Valkey CPU usage is not a comprehensive indicator of server busyness / load
Hi, I measured how Valkey main thread and all threads cpu usage varies with the QPS served by the server. An 8 vcpu (4 cores) C4 VM on GCP is used for running the Valkey server. A memtier client running on another VM is used for benchmarking. Valkey 'io-threads' is set to 4. Tests are conducted on Valkey 8.0.
Observations
The main thread cpu usage grows almost linearly with QPS until the cpu usage approaches ~80%. Beyond that, it transitions to an asymptotic curve.
Similarly, the all threads cpu usage grows almost linearly until it approaches ~400%. Beyond that, the cpu usage remains at 400% while the server is able to drive more QPS.
Here is the client observed latency
Here are 2 data points from the graphs for comparison:
| connected_clients | QPS | Main thread cpu usage (s/s) | All threads cpu usage (s/s) | P99 latency (ms) |
|---|---|---|---|---|
| 32 | 217767.63 | 0.98 | 3.98 | 0.2 |
| 128 | 452501.27 | 1 | 4 | 0.38 |
I also profiled the server for these 2 workloads. The table below shows a high-level summary. The flame graphs are attached at the end of the issue.
Main thread profile
| 32 clients | 128 clients | |
|---|---|---|
| processIOThreadsReadDone | 42.56% | 76.56% |
| processIOThreadsWriteDone | 4.16% | 7.44% |
| readQueryFromClient | 7.2% | 2.8% |
| handleClientsWithPendingWrites | 3.92% | 0% |
| clock_gettime | 15.68% | 3.84% |
IO-threads profile (combined usage across 3 threads)

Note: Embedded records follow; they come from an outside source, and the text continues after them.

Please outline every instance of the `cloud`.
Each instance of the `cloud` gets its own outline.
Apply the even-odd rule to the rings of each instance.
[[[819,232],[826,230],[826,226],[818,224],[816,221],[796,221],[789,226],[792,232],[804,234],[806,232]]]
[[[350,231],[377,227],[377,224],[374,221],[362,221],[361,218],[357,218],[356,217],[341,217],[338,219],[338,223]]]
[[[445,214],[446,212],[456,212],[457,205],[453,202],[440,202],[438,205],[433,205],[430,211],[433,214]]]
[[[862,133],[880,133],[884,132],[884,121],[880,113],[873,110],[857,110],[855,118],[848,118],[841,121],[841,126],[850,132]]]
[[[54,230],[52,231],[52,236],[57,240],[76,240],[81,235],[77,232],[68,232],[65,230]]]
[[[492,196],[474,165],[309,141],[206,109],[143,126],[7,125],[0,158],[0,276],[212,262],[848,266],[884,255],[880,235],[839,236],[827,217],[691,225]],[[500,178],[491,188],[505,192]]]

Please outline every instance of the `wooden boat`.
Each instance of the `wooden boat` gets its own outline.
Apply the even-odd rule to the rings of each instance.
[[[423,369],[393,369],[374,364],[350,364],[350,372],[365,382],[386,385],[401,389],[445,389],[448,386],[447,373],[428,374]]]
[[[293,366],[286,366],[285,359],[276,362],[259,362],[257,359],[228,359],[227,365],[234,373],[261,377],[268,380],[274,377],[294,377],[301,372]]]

| 32 clients | 128 clients | |
|---|---|---|
| IOThreadWriteToClient | 57.12% | 141.68% |
| IOThreadReadQueryFromClient | 41.6% | 95.36% |
| IOThreadPoll | 9.44% | 16.8% |
| IOThreadFreeArgv | 3.6% | 8.24% |
Problem
It is difficult to monitor if the server is overloaded based on the cpu utilization. For example, the main thread cpu utilization is close to 100% and all threads cpu utilization is 400% both at a QPS of 217K as well as at a QPS of 452K.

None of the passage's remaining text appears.